Stasis and Solipsism


J.M. Coetzee’s novels try to be ponderous and literary. They try to address the big issues, twist themselves into knots with self-referential metafiction and overexerted turns of phrase. All they end up being is indifferent.

In Disgrace, David Lurie, a professor at a university in South Africa, is fired after having sex with a student. Now fallen from grace, he retreats from his city flat to his daughter’s smallholding in the country. He ridicules her small-scale existence but slowly slips into the country life. All seems to be normalizing, until three black men break into the house, robbing, beating David, and raping his daughter Lucy.

The book wants to be about racial politics. The book wants to be about desire and its suppression. It wants to be about the profound effect of art on people. It wants to be about the value of trust. It even wants to be about animal rights. Somehow, it manages only to be about one slightly whiny man for whom I could have sympathy but never empathy.

The ending of the book is rather puzzling as well; not because it doesn’t make perfect sense, but because a turnaround seems to occur in the last few pages. The entire book stubbornly maintains that David won’t change, that nothing really ever changes, until the last couple of pages where maybe something does.

I was intrigued by Slow Man, though not overly impressed, because there at least some of the metafiction worked to interesting effect. This book left me disappointed; I’ve really been turned off of the author, which for me happens very seldom. Also, I hate to make generalizations on the basis of two books—it’s really not fair—but Coetzee seems inordinately fond of passionate (read: sex-crazed), aging, malcontented male main characters.

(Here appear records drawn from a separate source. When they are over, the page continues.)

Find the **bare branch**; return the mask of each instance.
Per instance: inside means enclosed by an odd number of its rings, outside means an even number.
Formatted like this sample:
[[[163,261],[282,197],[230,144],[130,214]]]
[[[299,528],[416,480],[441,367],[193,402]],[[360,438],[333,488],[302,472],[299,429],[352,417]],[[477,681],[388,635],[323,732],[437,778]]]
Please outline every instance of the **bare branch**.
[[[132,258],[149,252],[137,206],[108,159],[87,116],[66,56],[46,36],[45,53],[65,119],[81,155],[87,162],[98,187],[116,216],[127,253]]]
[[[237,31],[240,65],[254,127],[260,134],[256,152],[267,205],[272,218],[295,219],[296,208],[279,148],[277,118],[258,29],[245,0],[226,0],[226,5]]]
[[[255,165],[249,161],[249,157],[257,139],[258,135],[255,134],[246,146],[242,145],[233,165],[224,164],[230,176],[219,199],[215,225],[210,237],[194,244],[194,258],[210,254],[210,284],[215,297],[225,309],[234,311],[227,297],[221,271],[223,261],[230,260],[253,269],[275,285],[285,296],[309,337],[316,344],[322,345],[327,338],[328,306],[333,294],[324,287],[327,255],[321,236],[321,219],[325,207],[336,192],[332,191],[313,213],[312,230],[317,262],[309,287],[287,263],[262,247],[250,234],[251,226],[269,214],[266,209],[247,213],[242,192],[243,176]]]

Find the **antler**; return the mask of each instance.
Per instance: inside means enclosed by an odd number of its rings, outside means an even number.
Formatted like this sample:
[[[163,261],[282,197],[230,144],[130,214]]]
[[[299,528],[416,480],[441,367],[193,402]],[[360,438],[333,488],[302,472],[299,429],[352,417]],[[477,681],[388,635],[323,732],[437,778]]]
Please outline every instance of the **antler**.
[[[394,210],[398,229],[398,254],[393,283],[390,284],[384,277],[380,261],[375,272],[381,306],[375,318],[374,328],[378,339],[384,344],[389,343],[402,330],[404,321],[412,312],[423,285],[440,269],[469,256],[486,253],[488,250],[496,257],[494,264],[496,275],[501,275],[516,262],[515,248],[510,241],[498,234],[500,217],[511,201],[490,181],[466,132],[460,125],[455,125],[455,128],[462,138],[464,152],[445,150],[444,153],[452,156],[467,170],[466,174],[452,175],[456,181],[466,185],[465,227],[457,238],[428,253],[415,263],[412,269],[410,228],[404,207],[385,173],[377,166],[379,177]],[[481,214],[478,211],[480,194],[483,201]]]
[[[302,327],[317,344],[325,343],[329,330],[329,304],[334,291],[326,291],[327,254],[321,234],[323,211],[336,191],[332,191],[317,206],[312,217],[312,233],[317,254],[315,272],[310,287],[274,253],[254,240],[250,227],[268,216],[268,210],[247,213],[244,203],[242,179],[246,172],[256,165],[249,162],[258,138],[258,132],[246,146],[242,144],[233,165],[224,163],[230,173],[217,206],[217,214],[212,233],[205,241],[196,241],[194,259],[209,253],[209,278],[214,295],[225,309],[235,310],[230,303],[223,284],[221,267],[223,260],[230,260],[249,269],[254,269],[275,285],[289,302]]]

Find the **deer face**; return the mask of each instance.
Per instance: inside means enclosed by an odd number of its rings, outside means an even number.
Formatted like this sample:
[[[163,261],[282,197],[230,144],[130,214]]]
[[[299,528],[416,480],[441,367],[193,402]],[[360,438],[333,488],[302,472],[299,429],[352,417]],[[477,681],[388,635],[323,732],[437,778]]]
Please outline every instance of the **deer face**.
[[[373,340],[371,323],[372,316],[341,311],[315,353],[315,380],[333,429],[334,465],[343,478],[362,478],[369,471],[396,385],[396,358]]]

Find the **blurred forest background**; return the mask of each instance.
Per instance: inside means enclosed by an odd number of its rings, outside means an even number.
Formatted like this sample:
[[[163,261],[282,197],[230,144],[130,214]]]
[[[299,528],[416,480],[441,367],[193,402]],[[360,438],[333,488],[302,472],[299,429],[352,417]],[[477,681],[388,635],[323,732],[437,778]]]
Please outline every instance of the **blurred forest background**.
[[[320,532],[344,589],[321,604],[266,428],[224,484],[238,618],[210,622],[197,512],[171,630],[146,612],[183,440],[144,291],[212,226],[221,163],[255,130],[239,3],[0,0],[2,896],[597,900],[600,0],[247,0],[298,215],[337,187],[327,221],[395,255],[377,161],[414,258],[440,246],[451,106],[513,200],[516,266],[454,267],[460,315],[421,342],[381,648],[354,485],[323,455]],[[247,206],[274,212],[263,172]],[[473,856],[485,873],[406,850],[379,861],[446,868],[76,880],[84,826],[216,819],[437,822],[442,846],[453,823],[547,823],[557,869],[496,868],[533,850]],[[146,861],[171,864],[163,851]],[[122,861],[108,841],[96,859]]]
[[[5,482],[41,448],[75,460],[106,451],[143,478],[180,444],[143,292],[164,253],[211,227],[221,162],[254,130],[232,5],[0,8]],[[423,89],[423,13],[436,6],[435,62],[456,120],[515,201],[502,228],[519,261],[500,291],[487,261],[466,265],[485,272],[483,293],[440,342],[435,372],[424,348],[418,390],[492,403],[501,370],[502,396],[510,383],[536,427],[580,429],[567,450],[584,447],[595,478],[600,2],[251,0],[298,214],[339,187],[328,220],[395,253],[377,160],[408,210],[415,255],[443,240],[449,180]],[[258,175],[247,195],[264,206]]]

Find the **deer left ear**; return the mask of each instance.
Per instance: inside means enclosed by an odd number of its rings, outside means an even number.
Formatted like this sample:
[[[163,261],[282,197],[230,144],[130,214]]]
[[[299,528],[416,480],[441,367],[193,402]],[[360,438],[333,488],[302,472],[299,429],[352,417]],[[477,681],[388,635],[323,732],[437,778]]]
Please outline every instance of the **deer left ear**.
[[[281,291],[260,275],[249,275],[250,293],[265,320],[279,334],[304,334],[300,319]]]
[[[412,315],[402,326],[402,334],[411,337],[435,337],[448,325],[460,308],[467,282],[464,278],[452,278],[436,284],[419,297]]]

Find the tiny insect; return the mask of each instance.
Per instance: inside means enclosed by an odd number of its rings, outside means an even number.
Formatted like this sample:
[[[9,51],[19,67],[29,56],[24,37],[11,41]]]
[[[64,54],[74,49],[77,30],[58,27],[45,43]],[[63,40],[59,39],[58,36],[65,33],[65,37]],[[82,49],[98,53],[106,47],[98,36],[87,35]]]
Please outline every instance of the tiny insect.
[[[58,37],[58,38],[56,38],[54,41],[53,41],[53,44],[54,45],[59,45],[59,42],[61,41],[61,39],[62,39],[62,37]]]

However: I keep an open mind. The book is the local Barnes & Noble book club selection for the month, and I picked it up mostly for that reason. It’s been years since I’ve been to a book club meeting, and I’m planning to go tomorrow just to see what it’s like. I’m sure I’ll be writing a follow-up report on the dynamics of the meeting and whether anyone managed to talk me into more generosity towards this particular novel.